Apparently, some people think it strange to spend one’s time this way. The staff got used to us; I guess they liked that we were friendly and also constantly ordering coffee. But the other guests? We got so many weird looks we put up a sign that said, “Don’t feed the writers.”
That got us more weird looks.
But writing friends are strange. Unless you’ve got a co-writer, writing buddies are more like a support group than colleagues. You can’t really help each other. Let’s be honest-- only you can write your book. When you’re faced with the blank screen, having a person beside you facing a blank screen, too, doesn’t take the pain or terror away.
But throughout history, writers have done well by banding together. The American ex-pat community brought together Hemingway and Virginia Wolfe. A writing retreat gave us Frankenstein. Tolkien and Lewis meeting in a pub gave Tolkien the courage to show people Lord of the Rings. Also, have you noticed how many writers marry each other? Stephen King met his wife in a writing class.
So why the phenomenon? And what does it mean? Here are a few reasons why we need writing community, and a few ways to find it.
1) Writing is hard
We band together for a lot of reasons, but the main one is that writing is just so darn hard. When a hero goes on a difficult journey, he almost always has buddies, because journeys are hard, too. Friends don’t just make it easier; they make it better. Even if you know you’ll have to slay the dragon alone, you want support in as many ways as you can get it first.
2) Iron Sharpens Iron
It’s cliche because it’s true. Whether it’s just sitting down and writing words together, keeping each other accountable, or reading each other’s work, having other writers on your team will improve your craft. Having trouble focusing? Grab a buddy and agree to do a writing sprint. You can do this over email, Twitter or Facebook–or in a cafe if you’re working together. Set the timer for thirty minutes. Then check in with each other afterword.
The same concept can be applied on a more broad level. Every time I make a list of goals and deadlines, I email it to my friends. They do the same with me. Knowing you’re accountable to someone else can keep you on task. And it helps to have that outside perspective. Sometimes, if I send a list of goals, my friends will tell me I’m over-shooting. “You always take longer than this, Bess. Don’t set yourself up for failure.” Point taken.

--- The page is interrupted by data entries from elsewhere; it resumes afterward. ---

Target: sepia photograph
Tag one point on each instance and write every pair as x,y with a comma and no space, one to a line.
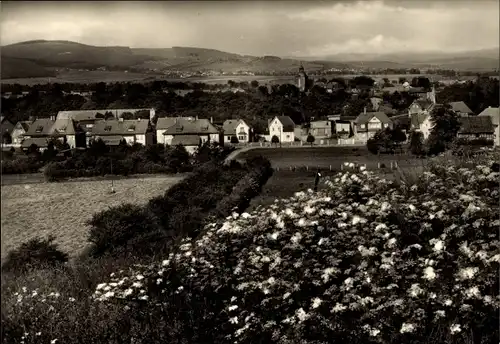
243,172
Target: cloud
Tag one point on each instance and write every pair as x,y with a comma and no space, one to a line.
262,28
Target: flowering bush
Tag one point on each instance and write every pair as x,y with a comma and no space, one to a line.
364,260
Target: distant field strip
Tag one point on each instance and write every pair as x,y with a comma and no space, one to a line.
62,209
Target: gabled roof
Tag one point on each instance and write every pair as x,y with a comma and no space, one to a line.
230,125
167,122
117,127
476,125
320,124
417,119
492,112
286,122
364,118
82,115
460,107
24,125
186,140
41,127
63,127
193,127
41,142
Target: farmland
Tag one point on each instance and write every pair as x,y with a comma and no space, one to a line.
323,157
62,209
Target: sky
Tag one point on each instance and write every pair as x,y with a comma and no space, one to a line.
292,28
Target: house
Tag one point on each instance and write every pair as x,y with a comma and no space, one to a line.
476,127
461,109
41,127
376,101
41,142
320,129
494,114
19,130
6,125
368,123
132,130
69,130
164,123
420,106
238,128
421,122
202,128
190,142
283,128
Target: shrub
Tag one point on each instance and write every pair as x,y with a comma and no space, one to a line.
112,228
34,254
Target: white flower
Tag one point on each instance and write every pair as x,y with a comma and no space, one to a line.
429,273
467,273
301,315
406,328
316,302
455,328
338,308
473,292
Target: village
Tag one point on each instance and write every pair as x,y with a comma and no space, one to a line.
79,128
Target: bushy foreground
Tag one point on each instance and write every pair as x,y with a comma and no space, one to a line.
363,260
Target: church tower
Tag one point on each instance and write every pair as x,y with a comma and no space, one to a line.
302,79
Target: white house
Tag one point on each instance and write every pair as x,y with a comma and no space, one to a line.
133,131
283,128
368,123
202,128
422,122
237,128
494,113
19,130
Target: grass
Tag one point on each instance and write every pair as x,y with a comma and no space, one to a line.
62,209
323,157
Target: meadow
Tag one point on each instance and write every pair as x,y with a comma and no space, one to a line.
62,209
323,157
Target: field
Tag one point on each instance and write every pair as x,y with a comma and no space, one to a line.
323,157
62,209
108,76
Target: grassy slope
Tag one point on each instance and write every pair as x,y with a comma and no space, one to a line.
63,208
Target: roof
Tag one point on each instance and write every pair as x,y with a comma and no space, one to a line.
364,118
167,122
460,107
82,115
25,125
63,127
230,125
191,126
117,127
286,121
417,90
492,112
476,125
112,140
39,141
186,140
41,127
320,124
417,119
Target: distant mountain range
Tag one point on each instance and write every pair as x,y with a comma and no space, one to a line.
42,58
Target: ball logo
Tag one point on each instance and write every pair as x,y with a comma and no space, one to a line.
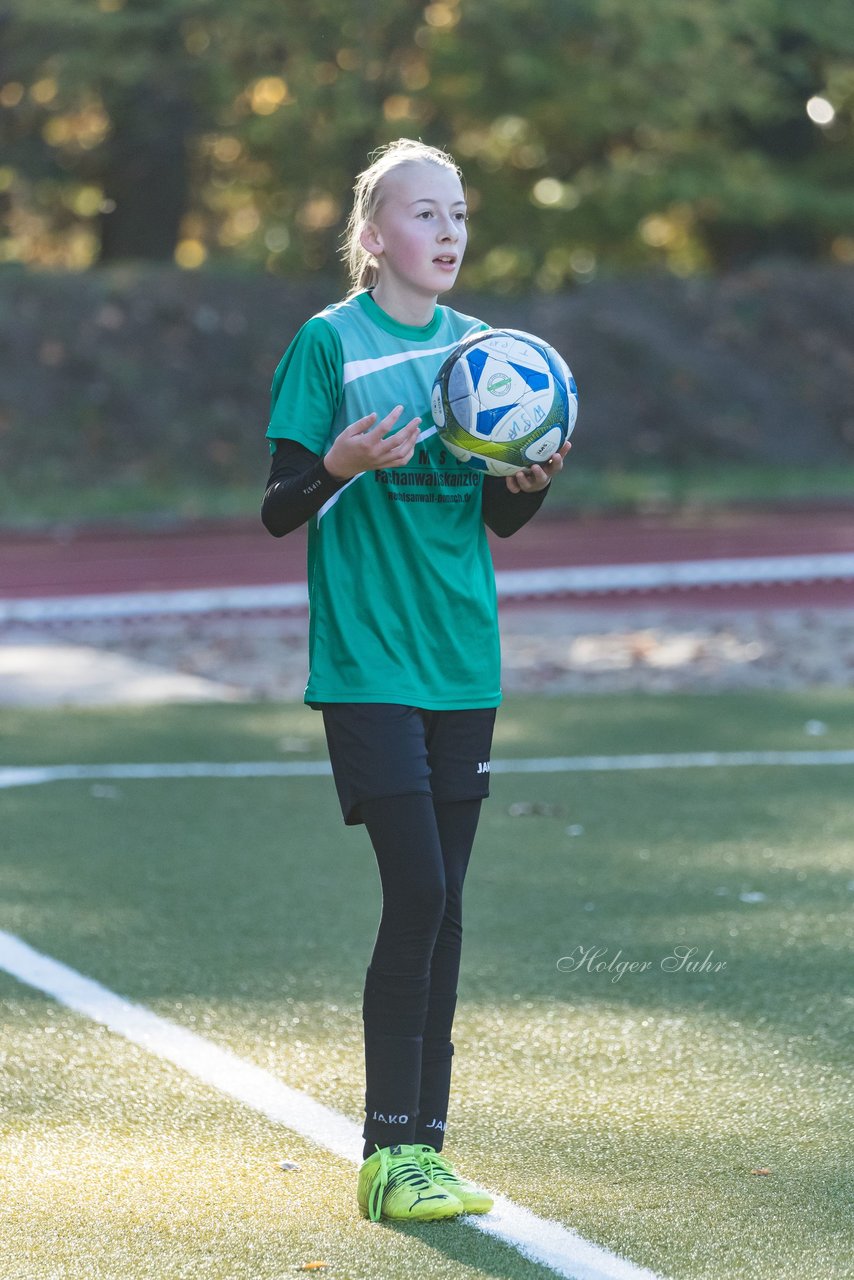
498,384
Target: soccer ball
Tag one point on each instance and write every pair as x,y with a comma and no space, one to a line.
503,400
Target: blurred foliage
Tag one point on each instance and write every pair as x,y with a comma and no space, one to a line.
145,376
596,135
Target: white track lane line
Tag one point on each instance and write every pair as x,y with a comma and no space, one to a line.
23,776
535,1238
511,585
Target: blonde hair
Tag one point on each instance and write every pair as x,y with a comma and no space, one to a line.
361,265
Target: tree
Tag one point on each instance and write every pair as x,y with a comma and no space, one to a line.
593,133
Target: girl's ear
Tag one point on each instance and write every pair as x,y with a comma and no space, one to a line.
370,240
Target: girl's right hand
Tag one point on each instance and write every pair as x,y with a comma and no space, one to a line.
365,446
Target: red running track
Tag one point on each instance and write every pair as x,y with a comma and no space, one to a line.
241,553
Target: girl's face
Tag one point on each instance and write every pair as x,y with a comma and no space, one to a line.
419,231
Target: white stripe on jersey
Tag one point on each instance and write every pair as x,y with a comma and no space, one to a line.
355,369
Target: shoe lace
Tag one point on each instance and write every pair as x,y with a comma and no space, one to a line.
432,1162
394,1171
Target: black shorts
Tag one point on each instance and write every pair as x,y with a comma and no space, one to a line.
386,749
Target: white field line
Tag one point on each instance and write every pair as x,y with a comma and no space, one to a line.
511,584
539,1239
32,775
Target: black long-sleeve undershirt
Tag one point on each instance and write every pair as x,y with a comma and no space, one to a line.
298,485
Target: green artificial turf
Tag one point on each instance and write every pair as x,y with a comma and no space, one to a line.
634,1107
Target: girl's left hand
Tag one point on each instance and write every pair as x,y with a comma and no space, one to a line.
533,479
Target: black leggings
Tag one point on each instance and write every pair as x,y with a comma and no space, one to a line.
423,849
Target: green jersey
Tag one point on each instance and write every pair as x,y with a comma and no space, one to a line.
401,584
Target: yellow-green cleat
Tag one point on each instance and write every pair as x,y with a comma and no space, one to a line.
442,1173
393,1185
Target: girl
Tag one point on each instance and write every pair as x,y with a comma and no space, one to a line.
403,635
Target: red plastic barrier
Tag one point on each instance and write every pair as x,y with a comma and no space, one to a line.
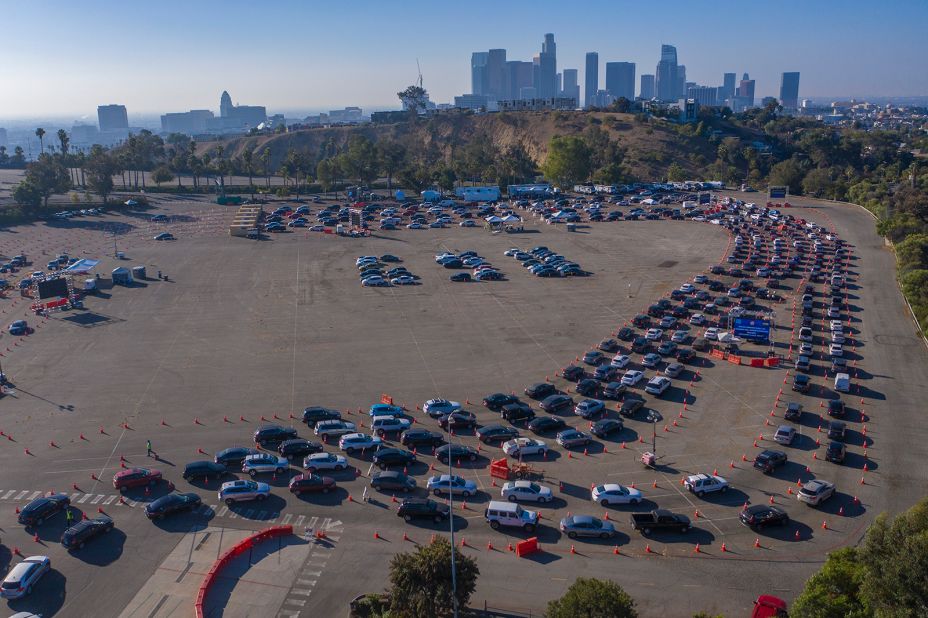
526,547
237,549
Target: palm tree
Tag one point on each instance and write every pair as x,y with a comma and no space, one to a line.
40,133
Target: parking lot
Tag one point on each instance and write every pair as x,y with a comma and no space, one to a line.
247,333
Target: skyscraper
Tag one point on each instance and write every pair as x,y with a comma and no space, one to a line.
571,88
225,105
620,79
666,82
647,87
496,74
518,76
478,72
545,86
112,117
789,90
590,78
728,87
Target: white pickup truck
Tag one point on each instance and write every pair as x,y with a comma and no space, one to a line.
702,484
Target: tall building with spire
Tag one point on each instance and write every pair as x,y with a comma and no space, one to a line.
665,77
225,105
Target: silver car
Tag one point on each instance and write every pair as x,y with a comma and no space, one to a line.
585,525
22,577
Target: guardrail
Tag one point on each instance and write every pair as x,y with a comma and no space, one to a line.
230,554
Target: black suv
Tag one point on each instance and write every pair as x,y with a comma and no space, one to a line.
314,414
496,401
272,435
83,531
518,411
768,460
40,509
423,508
540,390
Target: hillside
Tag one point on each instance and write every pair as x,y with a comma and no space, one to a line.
648,147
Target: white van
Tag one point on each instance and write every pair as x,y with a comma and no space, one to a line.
843,383
509,514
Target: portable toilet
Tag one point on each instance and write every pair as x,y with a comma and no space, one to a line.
122,276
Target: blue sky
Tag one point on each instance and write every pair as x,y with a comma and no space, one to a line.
66,57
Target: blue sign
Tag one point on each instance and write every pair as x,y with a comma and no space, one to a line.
749,328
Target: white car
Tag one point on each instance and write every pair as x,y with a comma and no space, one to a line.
525,490
265,463
438,407
451,484
613,493
357,442
22,577
815,492
521,447
654,334
324,461
657,385
620,361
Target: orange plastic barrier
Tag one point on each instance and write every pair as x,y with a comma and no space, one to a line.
526,547
236,550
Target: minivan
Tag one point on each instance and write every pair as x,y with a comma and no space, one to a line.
843,383
510,514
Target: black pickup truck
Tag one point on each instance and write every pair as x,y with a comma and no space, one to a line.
658,520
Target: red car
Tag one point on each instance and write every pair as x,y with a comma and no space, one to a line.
135,477
305,483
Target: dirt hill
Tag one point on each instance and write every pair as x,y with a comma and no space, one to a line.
649,146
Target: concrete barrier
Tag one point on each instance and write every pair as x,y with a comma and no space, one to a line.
233,552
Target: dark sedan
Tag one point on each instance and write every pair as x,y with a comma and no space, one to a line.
761,515
203,469
386,457
394,481
298,447
546,424
416,437
458,452
77,535
172,503
235,456
311,483
40,509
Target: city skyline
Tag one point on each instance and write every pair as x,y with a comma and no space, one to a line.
133,62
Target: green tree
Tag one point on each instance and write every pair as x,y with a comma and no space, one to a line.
40,133
895,554
48,176
834,592
100,167
162,174
787,173
593,598
675,173
569,161
420,582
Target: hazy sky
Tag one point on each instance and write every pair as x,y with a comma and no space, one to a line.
64,57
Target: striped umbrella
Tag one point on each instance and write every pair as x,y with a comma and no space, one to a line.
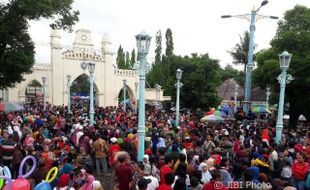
212,118
260,109
220,113
10,107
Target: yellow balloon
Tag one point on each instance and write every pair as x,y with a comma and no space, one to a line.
48,178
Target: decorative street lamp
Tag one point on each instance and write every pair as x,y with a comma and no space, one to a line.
44,95
268,93
124,91
91,69
178,85
157,88
136,95
249,67
236,95
283,78
69,93
143,45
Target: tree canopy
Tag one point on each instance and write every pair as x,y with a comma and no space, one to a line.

And then, of course, there’s the actual writing. It’s all well and good to have your mom read your work, but she’s going to love it. So is your significant other or your best friend. And if they don’t love it, they probably aren’t going to tell you. Or they won’t know how to tell you. Writers are in the trenches, too. They can be honest in a way our friends and family can’t. And they can probably give better advice on how to fix what’s wrong. Also, the act of editing is itself instructional. You can learn a lot by reading other people’s work.
3) They’re Not That Hard to Find
There are many wonderful things about living in the age of the internet, even if it can be hella distracting! One of them is that it’s just not that hard to find people anymore. There are so many ways to connect with other writers online as well as in person. Conferences are a place to start. So is Twitter, or Facebook. There are writing hashtags, writing classes, writing Google+ groups. Don't be shy -- hop in a twitter chat, google writing classes, conferences or groups., oin your local RWA or SCBWI chapter. If there isn't one in your area, consider starting it!
Writing is a long, long journey, but it doesn't ever have to be a journey you take alone.
A version of this article was first posted on DIYMFA.com on April 4, 2014.